Harvard, says Carr, is one of the main reasons he works in Cambridge—a city he finds fascinating.
“I like this town,” he says. “There’s an extraordinary amount of talent, resources, and brains in this region.”
A Wide Reach
Carr’s donations have stretched from the plains of Idaho to the bustle of Harvard Square to wind-swept Afghanistan—and many places in between.
In 1999, he gave KSG $18 million to start the Carr Center for Human Rights Policy.
Although Carr says he is still occassionally involved in projects with the Center, he says his goal with any project is to be heavily involved at first and then to gradually wean himself from day-to-day involvement.
“I’m very involved in the beginning, and then it gets handed off,” he says. “The idea is to empower people.”
“He’s an ‘idea man,’” says one of Carr’s employees, Kathryn E. Crewe. “He’s pretty hands-off and trusting.”
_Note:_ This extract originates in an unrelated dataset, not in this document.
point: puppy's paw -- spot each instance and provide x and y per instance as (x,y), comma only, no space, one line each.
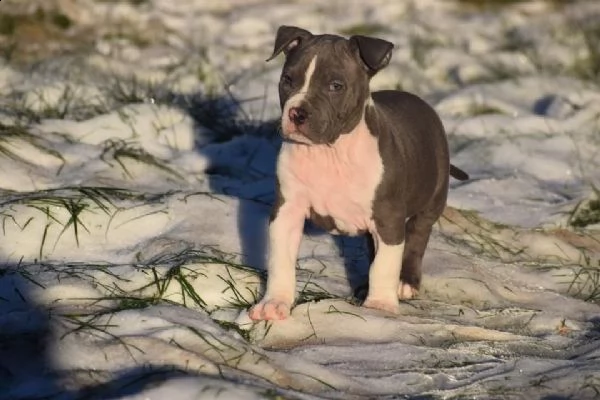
(405,291)
(272,309)
(390,306)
Carr’s initiatives have also heavily concerned his home state of Idaho, where he has invested in human rights, including his purchase of the Aryan Nations’ headquarters and its later transfer to a university, the nearby building of a human rights institute and the construction and dedication of an Anne Frank memorial.
Crewe has a mock Idaho license plate above her desk at the Carr Foundation.
Instead of the traditional slogan saying “Famous Potatoes,” it says “Idaho—The Human Rights State.”
And this, in some ways, is Greg Carr’s goal.
Crewe says Carr has become a widely recognized figure across the state for his philanthropy—what she calls a “hometown hero.”
“He’s definitely known as the human rights advocate there,” she explains.